How attackers leverage open redirects on legitimate websites to bypass phishing defenses - and why domain reputation alone is not enough.

Open Redirect for Phishing

Setting the stage

Phishing, long neglected, is now at the heart of everyone’s minds. It has renewed itself in recent years both on the attacker and defender side.

Methods are evolving rapidly, as are defensive tools. In recent years, we have seen solutions move from classic Bayesian filters to so-called artificial intelligence solutions, without massive changes in terms of detection. Meanwhile, the cost of phishing has exploded year after year.

I will present here a rather unknown but simple and particularly effective method against security systems based on the “quality” of a domain and on known threats through open databases. Quality is typically measured by calculating domain age, domain authority and so on.

What is an Open Redirect?

We often encounter Open Redirects when we talk about web exploitation, during an audit or a pentest. Very often, it is caused by a lack of input sanitization - so it often happens that the same parameter is also vulnerable to XSS, or even SSRF.

Often considered a minor issue in terms of pure security, the last few years have shown that it can be a major problem in terms of phishing and SEO poisoning.

Here is a simple definition:

An Open Redirect is an unwanted redirection, without user interaction, from site A to site B.

And because nothing beats an example, here is an OR that I found at the time:

https://www.notamweb.aviation-civile.gouv.fr/Script/IHM/Com_Chargement.php?URL=https://google.fr/humans.txt

Thanks to the Direction Generale de l’Aviation Civile for the involuntary collaboration with this article. Well done for having patched it quickly.
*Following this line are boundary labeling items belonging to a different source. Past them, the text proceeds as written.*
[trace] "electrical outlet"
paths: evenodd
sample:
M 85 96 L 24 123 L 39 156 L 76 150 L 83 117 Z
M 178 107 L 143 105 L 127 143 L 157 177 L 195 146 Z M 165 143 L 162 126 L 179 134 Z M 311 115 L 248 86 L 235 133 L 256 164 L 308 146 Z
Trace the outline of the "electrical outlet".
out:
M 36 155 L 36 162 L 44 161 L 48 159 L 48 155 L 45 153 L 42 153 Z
If you take this link and click on it, you get redirected to the Google site without your consent, when you were supposed to click on a civil aviation link. That is an OR.

Open Redirect and Phishing

You should see where this is going. With an OR on site A - a respectable, credible site with real activity - and site B being a malicious, recent phishing website, we can bypass defensive services.
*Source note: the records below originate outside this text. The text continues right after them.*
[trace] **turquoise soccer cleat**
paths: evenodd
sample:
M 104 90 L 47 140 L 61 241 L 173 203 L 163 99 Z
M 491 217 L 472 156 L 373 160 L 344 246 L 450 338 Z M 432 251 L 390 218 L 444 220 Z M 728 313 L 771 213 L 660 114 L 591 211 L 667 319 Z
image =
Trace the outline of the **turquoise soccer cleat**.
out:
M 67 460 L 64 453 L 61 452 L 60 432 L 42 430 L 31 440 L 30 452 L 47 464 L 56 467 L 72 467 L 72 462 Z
If, for example, you were thinking of implementing a domain age system to combat spam and phishing, know that you should also check the redirect chain. If you classically extract the domain value in an OR case, the extracted domain will be domain A and not the malicious domain B.

Let’s take a concrete example with a real phishing page from an ongoing campaign (at the time of writing):

Phishing page impersonating Amazon

This is clearly a phishing page, styled to look like Amazon because I chose Amazon via the GET logo parameter. This campaign did not only target Amazon but also french companies.
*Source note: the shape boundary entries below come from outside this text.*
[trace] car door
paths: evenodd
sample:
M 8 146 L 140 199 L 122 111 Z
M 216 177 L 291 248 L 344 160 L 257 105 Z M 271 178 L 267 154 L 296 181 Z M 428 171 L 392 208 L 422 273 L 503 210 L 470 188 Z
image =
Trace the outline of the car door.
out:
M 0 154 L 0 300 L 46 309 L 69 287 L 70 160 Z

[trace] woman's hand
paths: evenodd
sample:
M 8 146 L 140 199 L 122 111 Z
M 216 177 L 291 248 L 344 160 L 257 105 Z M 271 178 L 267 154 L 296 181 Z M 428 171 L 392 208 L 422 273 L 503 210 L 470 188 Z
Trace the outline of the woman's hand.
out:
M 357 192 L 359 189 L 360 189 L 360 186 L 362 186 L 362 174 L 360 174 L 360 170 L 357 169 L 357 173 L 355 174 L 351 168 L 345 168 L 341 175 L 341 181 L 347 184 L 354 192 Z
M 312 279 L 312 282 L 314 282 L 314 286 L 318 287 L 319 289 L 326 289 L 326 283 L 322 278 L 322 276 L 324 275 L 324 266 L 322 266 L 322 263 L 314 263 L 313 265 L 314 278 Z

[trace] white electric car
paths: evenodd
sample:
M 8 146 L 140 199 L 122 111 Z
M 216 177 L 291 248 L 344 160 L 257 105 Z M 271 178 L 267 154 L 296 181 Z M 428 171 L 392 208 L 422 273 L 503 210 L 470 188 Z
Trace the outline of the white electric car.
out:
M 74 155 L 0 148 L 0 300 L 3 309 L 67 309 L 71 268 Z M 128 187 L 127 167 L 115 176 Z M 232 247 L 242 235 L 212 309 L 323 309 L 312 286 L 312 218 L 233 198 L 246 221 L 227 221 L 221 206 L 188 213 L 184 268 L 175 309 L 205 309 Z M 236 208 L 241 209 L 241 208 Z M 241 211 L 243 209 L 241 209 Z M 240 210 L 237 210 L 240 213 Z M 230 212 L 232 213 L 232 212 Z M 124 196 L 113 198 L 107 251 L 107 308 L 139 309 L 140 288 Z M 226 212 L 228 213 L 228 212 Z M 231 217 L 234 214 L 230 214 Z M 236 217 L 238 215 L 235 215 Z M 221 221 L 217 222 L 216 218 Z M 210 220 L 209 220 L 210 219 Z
For reference, the malicious URL is:

https://busysong.com/sf/tpl9/0?click_id=&item=J9N&logo=amazon&pub_id=&session_id=

I tested it on urlscan.io:

Urlscan.io result confirming phishing

And on isitphishing.ai from Vade:

Vade isitphishing.ai check

At the time, this was not yet detected by this solution - but the overall idea is clear. We have an obvious phishing page with a bad domain.

The bypass in action

Now let’s take an OR used by an ongoing phishing campaign, combined with the phishing URL above:

http://social.bigpress.net/api/emailtrack/click?goto=https://busysong.com/sf/tpl9/0?click_id=&item=J9N&logo=amazon&pub_id=&session_id=

Both links point to the same phishing page. But in the second case, the OR causes standard URL parsing to consider the domain as bigpress.net and not the actual destination busysong.com.

Here is a quick experiment using Python’s urllib library to extract the domain value:

urllib showing that the open redirect domain is parsed instead of the destination

The parsing returns bigpress.net - a legitimate domain - while the user actually ends up on the phishing page.

Takeaways

  • Domain reputation alone is not a reliable defense against phishing
  • Open Redirects on legitimate websites give attackers a free pass through domain-based filters
  • Any URL parsing that does not follow redirect chains can be fooled
  • This method can be combined with other techniques (HTML link disguise, URL shorteners) for even better evasion

The fix is straightforward: sanitize redirect parameters, validate destination URLs against a whitelist, and make sure your phishing defenses inspect the full redirect chain - not just the first domain.